Simply put, Photosynth for Windows Phone is a game changer. Photosynth is a panorama app that mocks at large group shots, laughs when there isn't enough room to back up, and smiles when a picturesque landscape is in front of the camera. The camera app opens up a new world of photography for your Windows Phone and does so rather nicely.

Unlike other panorama apps for your Windows Phone that sticks to either a vertical or horizontal plane, Photosynth can do both and handle 360 degrees of capture. No longer are you concerned if you can't back up enough to capture tall buildings in a landscape shot. No longer are you worried that you won't have enough room for a group shot.  

Throw in an online interface, the ability to share images through Facebook and Twitter, share your images through BING, embed images and upload/store/share images at this little photography app is very impressive.

Photosynth's main pages cover capturing the pictures, your Photosynth library, and a page highlighting featured photographs from other Photosynth users. From the three-dot menu you have options to refresh your library view, access the settings, access a very nice help section, and rate/review the app over on the Marketplace.

Settings cover two areas, application settings and Photosynth account settings. Photosynth account settings basically allows you to authorize the app to access your Facebook, Twitter and Live accounts for uploading and sharing purposes. App settings cover these areas:

  • Sound
  • Capture Hints
  • Autosave
  • Location Services
  • Gyroscope
  • Sharing License
  • Restore Defaults.

The Share License level setting is a really nice touch. Basically you are able to set your copyright level which determines how others can use your images. There's a link in this setting that will pull up a copyright information page but in a nutshell, you have a range of options that starts with the least restrictive where others can download, tweak, remix and build upon your photographs as long as you receive credit for the original. Then there's the more restrictive option where photos can only be downloaded and shared, with no changes allow or commercial use. Most will not think of copyright issues with their Windows Phone photography and it's nice to see Microsoft adding this setting.

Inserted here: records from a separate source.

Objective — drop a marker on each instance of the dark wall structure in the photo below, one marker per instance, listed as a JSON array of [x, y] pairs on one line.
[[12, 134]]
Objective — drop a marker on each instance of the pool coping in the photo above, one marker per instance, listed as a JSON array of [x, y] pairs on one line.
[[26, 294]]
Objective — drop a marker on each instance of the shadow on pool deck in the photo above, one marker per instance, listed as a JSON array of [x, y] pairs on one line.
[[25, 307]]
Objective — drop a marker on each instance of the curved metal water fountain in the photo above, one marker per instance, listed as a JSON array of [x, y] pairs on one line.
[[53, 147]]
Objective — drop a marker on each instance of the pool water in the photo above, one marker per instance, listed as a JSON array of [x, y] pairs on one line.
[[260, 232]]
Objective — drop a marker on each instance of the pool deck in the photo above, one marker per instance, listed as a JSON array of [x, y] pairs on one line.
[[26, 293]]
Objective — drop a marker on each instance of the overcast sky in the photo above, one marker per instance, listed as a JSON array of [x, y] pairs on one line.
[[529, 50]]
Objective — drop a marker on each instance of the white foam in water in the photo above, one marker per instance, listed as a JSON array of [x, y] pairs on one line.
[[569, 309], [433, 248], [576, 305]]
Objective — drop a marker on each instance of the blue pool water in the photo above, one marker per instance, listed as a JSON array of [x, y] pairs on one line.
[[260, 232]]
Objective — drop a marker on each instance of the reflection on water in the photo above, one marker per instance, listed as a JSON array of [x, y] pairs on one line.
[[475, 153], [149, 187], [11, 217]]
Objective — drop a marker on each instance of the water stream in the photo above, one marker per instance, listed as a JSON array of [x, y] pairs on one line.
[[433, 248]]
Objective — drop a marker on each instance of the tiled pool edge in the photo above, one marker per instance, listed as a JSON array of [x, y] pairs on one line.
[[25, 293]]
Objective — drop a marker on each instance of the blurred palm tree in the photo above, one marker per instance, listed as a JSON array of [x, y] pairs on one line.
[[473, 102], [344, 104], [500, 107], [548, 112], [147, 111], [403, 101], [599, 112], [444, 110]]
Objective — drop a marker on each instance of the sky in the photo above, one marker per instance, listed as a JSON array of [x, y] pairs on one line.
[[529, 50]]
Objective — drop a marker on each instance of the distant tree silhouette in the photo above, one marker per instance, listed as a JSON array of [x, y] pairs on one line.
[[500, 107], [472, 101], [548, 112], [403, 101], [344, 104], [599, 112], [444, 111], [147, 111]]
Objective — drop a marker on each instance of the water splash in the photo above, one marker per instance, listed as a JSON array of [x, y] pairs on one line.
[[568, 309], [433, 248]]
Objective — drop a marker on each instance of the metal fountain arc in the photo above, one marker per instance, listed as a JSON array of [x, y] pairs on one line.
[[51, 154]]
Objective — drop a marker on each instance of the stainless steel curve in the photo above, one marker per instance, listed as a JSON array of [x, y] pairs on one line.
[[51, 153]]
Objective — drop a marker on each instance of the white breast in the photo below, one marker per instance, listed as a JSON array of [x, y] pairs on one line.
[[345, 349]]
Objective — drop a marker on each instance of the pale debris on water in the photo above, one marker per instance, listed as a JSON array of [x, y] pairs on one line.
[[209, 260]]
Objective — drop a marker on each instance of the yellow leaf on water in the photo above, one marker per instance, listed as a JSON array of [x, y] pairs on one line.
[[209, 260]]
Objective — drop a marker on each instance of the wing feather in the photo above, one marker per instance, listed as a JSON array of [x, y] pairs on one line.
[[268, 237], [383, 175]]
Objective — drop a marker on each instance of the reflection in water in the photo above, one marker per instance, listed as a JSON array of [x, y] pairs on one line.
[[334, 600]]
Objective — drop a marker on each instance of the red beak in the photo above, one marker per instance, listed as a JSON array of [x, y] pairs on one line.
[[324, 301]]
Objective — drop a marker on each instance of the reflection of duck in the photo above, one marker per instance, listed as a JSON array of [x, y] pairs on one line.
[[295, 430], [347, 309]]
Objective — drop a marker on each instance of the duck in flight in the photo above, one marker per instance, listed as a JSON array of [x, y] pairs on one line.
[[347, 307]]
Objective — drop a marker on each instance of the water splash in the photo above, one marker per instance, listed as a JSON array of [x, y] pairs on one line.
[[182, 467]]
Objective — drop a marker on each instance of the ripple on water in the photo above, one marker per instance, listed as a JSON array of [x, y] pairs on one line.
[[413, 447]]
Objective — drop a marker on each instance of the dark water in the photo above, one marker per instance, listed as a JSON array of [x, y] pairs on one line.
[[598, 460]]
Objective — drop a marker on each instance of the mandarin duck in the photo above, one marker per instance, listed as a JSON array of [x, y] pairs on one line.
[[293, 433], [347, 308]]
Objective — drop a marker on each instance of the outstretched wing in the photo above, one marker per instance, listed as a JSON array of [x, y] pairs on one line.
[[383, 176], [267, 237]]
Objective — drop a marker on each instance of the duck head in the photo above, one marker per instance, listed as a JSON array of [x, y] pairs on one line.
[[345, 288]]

Photosynth: Creating Panoramas

Before you can capture and stitch photos with accuracy, you will have to calibrate your Windows Phone (twirling it about in a figure eight pattern).  There will be on-screen prompts to walk you through that process is needed. Once calibrated, to begin creating a panoramic image go to the Capture Page, frame your first image up in the preview pane, and tap the screen to start capturing. 

After you take the initial photo, a frame with center point highlighted will appear.  Simply move your Windows Phone left, right, up or down and as the framing aligns Photosynth takes the next photograph automatically. For the best results you need to move your Windows Phone in a slow, consistent manner.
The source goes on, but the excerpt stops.